Done buying new vinyl


Just bought a few albums recommended by a mag. Party by Aldous Harding and Beautiful Jazz by Christian Jacobs. The first has that slight buzzing distortion and dirty noise in one channel for the entire recording. The second has a two small clicks every revolution thru most of a side. The recording quality of the first varies from song to song. From very good to fair. But mostly dull with processing. The second is an AAA recording and is fair at best. Recorded too low and too muffled with flattened soundstage and dynamics. I have hundreds of 60s jazz and blues records that trounce these.
Should I send them back to Amazon?

128x128noromance

Showing 6 responses by noromance

Yes, veiled. Blanket is right. I thought there was something wrong with my rig. I just played Joni Mitchell Shadow and Light and it sparkled and felt just right. What on Earth are they doing to the music? I also bought three new remastered Roy H. records. Guess what? Blanketed compared to the originals. Newbies would think that was as good as it got. Search out originals. New vinyl is dead.
Just played this last night. The Lion’s Roar by First Aid Kit is a digital recording and sounds pretty good on CD (evidently a studio multi-track recording). But it sounds a lot better on vinyl. More detail, air and nuance. More emotion and therefore more satisfying.  

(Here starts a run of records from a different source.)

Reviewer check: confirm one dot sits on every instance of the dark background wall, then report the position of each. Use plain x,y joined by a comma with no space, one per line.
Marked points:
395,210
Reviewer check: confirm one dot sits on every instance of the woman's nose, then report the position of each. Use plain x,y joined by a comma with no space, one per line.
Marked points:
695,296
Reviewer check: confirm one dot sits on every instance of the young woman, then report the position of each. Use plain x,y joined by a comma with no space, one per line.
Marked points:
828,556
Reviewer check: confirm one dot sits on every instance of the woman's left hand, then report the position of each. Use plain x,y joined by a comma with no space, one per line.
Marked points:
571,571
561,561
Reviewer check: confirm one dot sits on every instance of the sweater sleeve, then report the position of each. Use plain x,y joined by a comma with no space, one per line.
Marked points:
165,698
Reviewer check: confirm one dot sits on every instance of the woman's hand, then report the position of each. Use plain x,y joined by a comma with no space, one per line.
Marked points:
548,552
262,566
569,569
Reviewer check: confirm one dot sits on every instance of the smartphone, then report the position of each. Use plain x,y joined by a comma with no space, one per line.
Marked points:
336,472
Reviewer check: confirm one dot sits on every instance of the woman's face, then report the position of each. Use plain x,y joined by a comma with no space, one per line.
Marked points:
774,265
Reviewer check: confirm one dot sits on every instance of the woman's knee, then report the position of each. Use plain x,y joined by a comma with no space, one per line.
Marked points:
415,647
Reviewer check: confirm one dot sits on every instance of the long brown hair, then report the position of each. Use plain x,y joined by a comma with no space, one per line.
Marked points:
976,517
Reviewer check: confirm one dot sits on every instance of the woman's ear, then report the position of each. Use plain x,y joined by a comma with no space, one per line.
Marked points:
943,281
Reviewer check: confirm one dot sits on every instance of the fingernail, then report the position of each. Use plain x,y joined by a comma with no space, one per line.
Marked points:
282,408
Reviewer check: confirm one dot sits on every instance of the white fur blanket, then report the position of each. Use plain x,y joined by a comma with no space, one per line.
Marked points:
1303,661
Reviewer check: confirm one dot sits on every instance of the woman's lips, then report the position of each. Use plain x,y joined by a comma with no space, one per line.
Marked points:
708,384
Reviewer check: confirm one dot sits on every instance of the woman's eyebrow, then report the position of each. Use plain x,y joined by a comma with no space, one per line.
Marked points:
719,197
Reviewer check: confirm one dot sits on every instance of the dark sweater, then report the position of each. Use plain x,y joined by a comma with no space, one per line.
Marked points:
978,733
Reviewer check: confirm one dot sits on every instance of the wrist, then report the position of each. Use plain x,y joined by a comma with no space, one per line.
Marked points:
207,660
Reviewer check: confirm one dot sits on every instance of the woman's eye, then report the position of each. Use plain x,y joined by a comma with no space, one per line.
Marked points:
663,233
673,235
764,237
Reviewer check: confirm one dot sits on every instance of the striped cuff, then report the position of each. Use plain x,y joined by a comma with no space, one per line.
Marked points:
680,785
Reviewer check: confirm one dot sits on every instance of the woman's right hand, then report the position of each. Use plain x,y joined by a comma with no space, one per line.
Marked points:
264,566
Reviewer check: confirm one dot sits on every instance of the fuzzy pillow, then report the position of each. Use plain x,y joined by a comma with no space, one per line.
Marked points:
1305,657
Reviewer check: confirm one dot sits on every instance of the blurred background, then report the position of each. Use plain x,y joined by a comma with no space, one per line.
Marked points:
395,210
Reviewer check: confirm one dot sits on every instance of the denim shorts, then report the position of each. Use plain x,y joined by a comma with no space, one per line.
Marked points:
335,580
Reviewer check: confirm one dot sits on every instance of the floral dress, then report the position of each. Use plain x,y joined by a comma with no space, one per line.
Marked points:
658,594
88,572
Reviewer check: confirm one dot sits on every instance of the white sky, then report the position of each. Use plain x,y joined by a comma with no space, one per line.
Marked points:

Some great points. At the end of the day, we are in agreement. It is the recording/mixing and not the pressing or the medium. I played my 1968 White Album which is not in the best of shape. Pops, crackles, frying eggs, the lot. Yet the music bursts forth off the vinyl. Crystal clear and full of detail, studio air, with Ringo’s rim-shots that crack you out of your chair. So, I don’t mind vinyl noise as long as the recording excels. Muted, dull with dead acoustics, mixed to death digitally, that sound like Dolby is on, seem to be the order of the day now.
@alphajet7 Feel free to plug away. Many already do, and we don't want you to fade away! For the record (!), I do buy quite a bit of new vinyl mostly to support artists whose music I listen to on YouTube (which I could not live without.)

Revisiting this to add that I've bought about 20 new LPs since and quality has improved across the board. Most are not late-50s-70s-analog gems but the vinyl is quiet enough and clarity has improved.